Bisexuals make up the third letter of the LGBT(Q) alphabet soup. But sometimes they feel a bit left out.
In case you were unaware, bisexuals (the “B” in LGBTQ) are “family,” too. Men and women who love both men and women fall within the rainbow umbrella, but for some reason they don’t always feel the love.
New York magazine recently profiled the “four most desirable people on OKCupid.” There were two women (one lesbian and one straight woman) and two men (one gay and one straight). If they’re going to stick to those binaries, the least they could do is include two bisexuals, amirite?
Despite the criticisms of its lack of inclusion of diverse gender and sexuality options, OKCupid touts that it is the “best free dating site on Earth.” Indeed, it’s known for being one of the trendiest dating sites. It also provides various features to keep “the gays” from “the straights” which is an added layer of protection for women who love women, and who have no interest in men and their invitations for threesomes. But even bisexuals have a hard time looking for love on the site.
Here are the five biggest misconceptions that make it hard out there for a bisexual who’s in the pursuit of love:
1. You’re greedy … and freaky!
Being bisexual means you want to have your cake and eat it too … right? How could you ever be satisfied with just one person if you identify as bisexual? People like Ani DiFranco seem like a myth when it comes to negotiating bisexual identity. But, really, it is possible.
Bisexual means “kinky and into threesomes … right? All of those gay/straight couples may want you to help them spice up their boring relationship.
2. You’re just experimenting.
People of the same sex that you’re interested may think you’re only pretending to be bi. I mean, bisexuals can’t commit, right?
There’s a prevailing myth that being bisexual means that you don’t want–or are unable–to commit. Obviously no one wants to be cheated on, but for some, there’s an extra sting when their lover cheats with someone of a different sex from them. Men feel like they can’t give you what a woman can and ironically women feel they can’t give you what a man can. Bisexuals bring out insecurities in everyone!
3. You’re really just gay!
Bisexuals–especially men–are often questioned about their sexual orientation. The term “sexual orientation” (a natural sexual attraction) vs. “sexual preference” (like having a taste for a salad instead of a sandwich) makes all the difference here. As someone who “likes both,” it can be hard to convince people of your identity. If only people understood that we can’t control our sexual desires, right?
And there’s a double standard, too! A lot of men who like women truly believe that any woman could be into them (regardless of her sexual orientation). But when it comes to a bisexual man, many women see them as gay.

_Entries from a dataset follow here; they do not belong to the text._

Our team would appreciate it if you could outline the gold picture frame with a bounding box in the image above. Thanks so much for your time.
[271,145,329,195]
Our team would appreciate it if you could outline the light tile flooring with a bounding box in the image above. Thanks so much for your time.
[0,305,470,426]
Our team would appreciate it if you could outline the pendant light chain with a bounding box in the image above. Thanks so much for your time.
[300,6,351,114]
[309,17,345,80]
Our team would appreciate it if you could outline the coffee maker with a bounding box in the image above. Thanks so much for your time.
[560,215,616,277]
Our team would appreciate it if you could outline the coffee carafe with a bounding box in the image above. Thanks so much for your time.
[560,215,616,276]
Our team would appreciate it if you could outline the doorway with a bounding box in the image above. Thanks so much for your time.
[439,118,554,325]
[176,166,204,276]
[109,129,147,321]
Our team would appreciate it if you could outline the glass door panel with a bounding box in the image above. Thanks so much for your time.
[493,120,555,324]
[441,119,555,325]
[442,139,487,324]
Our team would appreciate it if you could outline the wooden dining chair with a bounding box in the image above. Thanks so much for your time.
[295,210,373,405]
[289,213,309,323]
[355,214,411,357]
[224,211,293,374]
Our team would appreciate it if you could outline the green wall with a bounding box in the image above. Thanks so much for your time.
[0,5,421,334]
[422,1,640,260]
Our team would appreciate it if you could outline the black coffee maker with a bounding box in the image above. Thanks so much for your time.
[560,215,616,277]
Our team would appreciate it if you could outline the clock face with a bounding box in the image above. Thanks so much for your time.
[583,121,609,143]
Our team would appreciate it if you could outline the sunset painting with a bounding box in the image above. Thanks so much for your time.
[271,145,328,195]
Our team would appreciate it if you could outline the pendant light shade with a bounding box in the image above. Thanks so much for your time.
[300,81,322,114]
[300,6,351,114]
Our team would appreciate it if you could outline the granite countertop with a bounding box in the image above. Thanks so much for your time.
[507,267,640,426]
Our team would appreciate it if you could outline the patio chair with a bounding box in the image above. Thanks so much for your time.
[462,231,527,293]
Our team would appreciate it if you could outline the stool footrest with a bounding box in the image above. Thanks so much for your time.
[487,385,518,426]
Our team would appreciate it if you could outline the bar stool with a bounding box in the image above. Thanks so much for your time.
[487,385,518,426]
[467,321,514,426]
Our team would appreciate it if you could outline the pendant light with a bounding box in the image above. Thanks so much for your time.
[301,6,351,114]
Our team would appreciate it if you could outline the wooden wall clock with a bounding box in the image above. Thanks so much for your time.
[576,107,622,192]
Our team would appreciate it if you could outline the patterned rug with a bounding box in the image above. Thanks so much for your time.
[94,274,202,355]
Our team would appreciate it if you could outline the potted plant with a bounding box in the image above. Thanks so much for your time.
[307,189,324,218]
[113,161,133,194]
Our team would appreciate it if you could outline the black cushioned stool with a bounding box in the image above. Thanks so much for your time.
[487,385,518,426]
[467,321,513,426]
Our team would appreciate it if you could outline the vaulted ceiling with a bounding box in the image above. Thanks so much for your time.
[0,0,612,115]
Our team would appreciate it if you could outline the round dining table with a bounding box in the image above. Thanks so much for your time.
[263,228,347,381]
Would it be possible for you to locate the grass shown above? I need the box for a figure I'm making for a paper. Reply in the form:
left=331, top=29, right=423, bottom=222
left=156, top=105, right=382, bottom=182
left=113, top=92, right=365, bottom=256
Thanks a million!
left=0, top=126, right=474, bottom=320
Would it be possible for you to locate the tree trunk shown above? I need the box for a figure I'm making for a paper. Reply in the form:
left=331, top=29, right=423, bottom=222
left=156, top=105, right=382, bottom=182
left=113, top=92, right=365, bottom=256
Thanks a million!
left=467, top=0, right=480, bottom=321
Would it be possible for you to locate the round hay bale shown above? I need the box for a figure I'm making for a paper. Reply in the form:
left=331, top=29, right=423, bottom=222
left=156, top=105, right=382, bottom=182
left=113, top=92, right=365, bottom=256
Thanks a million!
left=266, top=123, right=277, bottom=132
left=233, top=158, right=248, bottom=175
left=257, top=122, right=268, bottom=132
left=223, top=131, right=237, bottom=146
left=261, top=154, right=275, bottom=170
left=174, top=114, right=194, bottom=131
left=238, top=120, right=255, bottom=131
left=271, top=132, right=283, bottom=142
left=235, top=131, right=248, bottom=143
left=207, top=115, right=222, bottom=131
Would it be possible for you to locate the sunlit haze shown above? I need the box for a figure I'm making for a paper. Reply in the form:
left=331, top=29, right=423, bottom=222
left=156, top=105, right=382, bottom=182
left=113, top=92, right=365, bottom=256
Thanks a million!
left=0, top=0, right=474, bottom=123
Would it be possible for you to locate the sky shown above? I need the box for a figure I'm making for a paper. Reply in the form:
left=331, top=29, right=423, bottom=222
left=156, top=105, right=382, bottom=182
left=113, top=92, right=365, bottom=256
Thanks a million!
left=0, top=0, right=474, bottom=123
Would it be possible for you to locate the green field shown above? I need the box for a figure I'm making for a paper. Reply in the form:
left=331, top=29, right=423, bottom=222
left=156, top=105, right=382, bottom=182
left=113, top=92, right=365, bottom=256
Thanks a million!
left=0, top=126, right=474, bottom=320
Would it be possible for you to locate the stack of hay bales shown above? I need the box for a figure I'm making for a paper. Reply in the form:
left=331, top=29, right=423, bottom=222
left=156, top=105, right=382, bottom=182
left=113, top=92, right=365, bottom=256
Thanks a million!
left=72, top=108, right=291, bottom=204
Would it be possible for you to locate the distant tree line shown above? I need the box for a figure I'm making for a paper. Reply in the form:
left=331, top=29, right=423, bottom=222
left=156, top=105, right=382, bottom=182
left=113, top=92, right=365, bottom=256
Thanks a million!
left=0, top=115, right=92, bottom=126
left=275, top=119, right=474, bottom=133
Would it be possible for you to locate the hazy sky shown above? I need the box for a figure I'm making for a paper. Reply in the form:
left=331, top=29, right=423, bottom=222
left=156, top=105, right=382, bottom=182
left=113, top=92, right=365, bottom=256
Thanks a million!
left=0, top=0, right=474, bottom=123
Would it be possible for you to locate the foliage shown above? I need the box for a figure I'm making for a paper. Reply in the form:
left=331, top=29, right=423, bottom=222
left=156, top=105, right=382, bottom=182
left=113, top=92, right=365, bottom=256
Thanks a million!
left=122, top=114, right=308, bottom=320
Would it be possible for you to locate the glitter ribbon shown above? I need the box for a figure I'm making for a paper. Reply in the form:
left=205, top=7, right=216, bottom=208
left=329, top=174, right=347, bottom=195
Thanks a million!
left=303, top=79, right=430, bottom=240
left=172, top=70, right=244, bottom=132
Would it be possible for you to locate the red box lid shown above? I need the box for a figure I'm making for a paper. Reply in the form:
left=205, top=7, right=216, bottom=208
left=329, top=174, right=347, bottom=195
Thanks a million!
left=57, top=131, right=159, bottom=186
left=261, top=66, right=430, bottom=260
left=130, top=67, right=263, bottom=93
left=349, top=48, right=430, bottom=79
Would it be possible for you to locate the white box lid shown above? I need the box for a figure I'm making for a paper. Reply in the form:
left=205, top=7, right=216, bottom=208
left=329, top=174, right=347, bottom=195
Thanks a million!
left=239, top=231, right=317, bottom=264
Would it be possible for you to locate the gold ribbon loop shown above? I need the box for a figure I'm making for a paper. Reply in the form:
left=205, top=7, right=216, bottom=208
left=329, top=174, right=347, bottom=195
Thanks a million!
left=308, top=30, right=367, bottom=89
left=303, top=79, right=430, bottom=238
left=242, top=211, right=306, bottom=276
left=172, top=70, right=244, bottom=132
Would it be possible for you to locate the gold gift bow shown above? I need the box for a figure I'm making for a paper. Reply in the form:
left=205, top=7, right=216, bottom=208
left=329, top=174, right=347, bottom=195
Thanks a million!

4. You don’t fit in with “family.”
Though you are, in fact, part of the LGBTQ fam, you may often feel left out. If you mostly hang out with queer friends, you may feel judged when you’re dating someone of the opposite sex (especially if they are cisgender).
If you’re a woman who hangs out with lesbians, they may roll their eyes when you tell them you’re dating a man. If you’re a man who is friends with a group of gay men, they may shudder when you say you’ve met a hot woman. People expect you to pick whether you like men or women, when in reality you just like both!
5. It’s double the work.
If you’re looking for love online, with most sites you have to make two accounts. Yes, even on OKCupid. While the site does allow you to identify as bisexual, for many, that solicits unwanted invitations to “spice up” a heterosexual relationship and can mean disinterest from those who feel threatened knowing their would-be partner goes “both ways.”
There are smaller niche sites, but the bigger ones have the highest traffic, so it would be ideal to have an account on those.
For some, bisexuals “confuse” things. For this reason, they’re often left out of articles like the one New York magazine recently published.
Hopefully one day we will allow for more complexity in our conversations about those who don’t necessarily fit into one box. Once we can begin talking about it, the way we each love won’t seem so complicated.